The Thing in the Stone
by Clifford D. Simak
1
He walked the hills and knew what the hills had seen through geologic time. He listened to the stars and spelled out what the stars were saying. He had found the creature that lay imprisoned in the stone. He had climbed the tree that in other days had been climbed by homing wildcats to reach the den gouged by time and weather out of the cliff’s sheer face. He lived alone on a worn-out farm perched on a high and narrow ridge that overlooked the confluence of two rivers.
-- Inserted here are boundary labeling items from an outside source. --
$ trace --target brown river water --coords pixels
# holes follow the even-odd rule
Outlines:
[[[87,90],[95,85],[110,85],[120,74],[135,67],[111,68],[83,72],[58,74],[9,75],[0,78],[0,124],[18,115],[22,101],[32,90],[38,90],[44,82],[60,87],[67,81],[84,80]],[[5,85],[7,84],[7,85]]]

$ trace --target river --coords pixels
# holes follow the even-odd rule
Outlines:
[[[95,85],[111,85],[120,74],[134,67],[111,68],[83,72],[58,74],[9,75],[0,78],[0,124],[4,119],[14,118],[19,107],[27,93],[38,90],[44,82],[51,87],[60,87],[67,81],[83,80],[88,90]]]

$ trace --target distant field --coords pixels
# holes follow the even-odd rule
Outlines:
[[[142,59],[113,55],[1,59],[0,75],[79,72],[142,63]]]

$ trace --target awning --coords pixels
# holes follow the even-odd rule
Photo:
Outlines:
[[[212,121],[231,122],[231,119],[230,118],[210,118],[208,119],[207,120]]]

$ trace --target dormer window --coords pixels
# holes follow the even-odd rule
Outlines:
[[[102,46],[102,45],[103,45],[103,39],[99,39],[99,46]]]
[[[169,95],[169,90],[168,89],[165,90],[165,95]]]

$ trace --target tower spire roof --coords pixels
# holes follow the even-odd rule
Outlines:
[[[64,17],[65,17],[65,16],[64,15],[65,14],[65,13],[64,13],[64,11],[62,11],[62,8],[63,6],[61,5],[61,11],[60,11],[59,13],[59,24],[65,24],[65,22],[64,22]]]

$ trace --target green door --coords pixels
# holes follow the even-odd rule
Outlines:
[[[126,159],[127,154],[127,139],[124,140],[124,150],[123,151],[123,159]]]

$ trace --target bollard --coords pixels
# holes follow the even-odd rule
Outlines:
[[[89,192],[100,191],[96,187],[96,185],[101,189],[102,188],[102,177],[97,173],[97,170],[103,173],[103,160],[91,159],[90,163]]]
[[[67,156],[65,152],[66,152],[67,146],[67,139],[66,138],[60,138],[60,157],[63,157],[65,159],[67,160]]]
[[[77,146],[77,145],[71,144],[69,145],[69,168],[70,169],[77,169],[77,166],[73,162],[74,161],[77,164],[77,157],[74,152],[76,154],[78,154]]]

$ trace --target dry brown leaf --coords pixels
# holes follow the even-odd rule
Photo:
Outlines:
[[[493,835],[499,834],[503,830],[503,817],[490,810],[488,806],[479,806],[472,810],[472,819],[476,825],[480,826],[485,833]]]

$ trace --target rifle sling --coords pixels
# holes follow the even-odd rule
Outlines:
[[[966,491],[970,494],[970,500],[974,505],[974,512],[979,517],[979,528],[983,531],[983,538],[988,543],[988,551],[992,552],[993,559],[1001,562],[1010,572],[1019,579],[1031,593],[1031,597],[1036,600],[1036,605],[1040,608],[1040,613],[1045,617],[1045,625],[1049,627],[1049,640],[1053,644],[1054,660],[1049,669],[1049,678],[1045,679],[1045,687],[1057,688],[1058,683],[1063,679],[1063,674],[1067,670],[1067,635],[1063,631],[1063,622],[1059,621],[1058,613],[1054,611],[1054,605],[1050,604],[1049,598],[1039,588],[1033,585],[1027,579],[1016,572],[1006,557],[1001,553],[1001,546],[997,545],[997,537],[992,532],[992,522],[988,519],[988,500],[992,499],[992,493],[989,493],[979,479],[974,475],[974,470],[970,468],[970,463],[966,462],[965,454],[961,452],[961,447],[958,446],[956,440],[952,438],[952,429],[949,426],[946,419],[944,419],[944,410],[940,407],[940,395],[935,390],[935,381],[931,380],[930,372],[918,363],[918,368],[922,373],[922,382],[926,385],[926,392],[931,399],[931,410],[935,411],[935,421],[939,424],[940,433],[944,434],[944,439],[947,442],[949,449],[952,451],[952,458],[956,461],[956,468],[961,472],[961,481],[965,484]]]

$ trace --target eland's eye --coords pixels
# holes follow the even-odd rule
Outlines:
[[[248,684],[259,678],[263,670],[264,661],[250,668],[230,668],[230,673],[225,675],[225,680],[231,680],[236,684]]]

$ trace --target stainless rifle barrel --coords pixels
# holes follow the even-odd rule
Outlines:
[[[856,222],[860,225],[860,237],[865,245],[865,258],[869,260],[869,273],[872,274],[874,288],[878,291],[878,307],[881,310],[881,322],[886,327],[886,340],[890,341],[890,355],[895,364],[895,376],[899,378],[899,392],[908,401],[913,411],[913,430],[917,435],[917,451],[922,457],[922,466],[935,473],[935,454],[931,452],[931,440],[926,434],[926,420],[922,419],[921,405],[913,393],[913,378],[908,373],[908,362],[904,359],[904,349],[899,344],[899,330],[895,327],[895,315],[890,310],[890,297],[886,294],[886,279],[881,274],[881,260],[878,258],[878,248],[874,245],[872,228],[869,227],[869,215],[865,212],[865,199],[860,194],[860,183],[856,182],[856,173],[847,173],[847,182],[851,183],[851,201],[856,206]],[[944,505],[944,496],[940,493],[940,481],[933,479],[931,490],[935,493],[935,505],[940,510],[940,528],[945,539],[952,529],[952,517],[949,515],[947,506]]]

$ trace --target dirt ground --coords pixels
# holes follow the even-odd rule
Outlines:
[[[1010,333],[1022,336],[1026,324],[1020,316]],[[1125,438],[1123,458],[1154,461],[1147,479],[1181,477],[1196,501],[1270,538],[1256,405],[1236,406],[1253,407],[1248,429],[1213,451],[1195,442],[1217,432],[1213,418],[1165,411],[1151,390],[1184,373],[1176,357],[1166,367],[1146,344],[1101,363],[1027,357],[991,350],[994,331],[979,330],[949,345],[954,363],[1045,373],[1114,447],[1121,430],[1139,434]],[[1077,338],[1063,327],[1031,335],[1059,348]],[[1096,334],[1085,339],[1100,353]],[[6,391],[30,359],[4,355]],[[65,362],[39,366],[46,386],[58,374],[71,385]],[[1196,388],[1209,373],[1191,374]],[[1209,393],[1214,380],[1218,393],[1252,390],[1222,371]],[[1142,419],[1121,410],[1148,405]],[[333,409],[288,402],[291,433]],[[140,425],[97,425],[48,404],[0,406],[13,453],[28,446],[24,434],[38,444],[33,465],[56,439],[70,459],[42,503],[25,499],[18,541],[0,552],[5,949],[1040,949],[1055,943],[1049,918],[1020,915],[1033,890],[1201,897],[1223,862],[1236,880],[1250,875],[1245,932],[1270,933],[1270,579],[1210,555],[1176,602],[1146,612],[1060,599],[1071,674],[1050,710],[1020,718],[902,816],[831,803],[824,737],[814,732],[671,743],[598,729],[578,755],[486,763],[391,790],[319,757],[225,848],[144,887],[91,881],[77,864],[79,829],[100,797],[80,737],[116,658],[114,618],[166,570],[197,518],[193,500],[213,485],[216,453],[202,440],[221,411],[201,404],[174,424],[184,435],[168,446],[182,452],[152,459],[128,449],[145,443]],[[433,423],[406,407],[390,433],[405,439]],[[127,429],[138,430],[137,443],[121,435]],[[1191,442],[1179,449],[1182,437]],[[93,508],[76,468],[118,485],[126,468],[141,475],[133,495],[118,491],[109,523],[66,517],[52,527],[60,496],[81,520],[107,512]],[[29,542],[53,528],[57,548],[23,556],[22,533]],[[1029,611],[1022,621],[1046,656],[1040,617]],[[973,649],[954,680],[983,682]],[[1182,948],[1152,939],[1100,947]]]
And his next-door neighbor, a most ill-favored man, drove to the county seat, thirty miles away, to tell the sheriff that this reader of the hills, this listener to the stars was a chicken thief.
The sheriff dropped by within a week or so and walked across the yard to where the man was sitting in a rocking chair on a porch that faced the river hills. The sheriff came to a halt at the foot of the stairs that ran up to the porch.
“I’m Sheriff Harley Shepherd,” he said. “I was just driving by. Been some years since I been out in this neck of the woods. You are new here, aren’t you?”
The man rose to his feet and gestured at another chair. “Been here three years or so,” he said. “The name is Wallace Daniels. Come up and sit with me.”
The sheriff climbed the stairs and the two shook hands, then sat down in the chairs.
“You don’t farm the place,” the sheriff said.
The weed-grown fields came up to the fence that hemmed in the yard.
Daniels shook his head. “Subsistence farming, if you can call it that. A few chickens for eggs. A couple of cows for milk and butter. Some hogs for meat—the neighbors help me butcher. A garden of course, but that’s about the story.”
“Just as well,” the sheriff said. “The place is all played out. Old Amos Williams, he let it go to ruin. He never was no farmer.”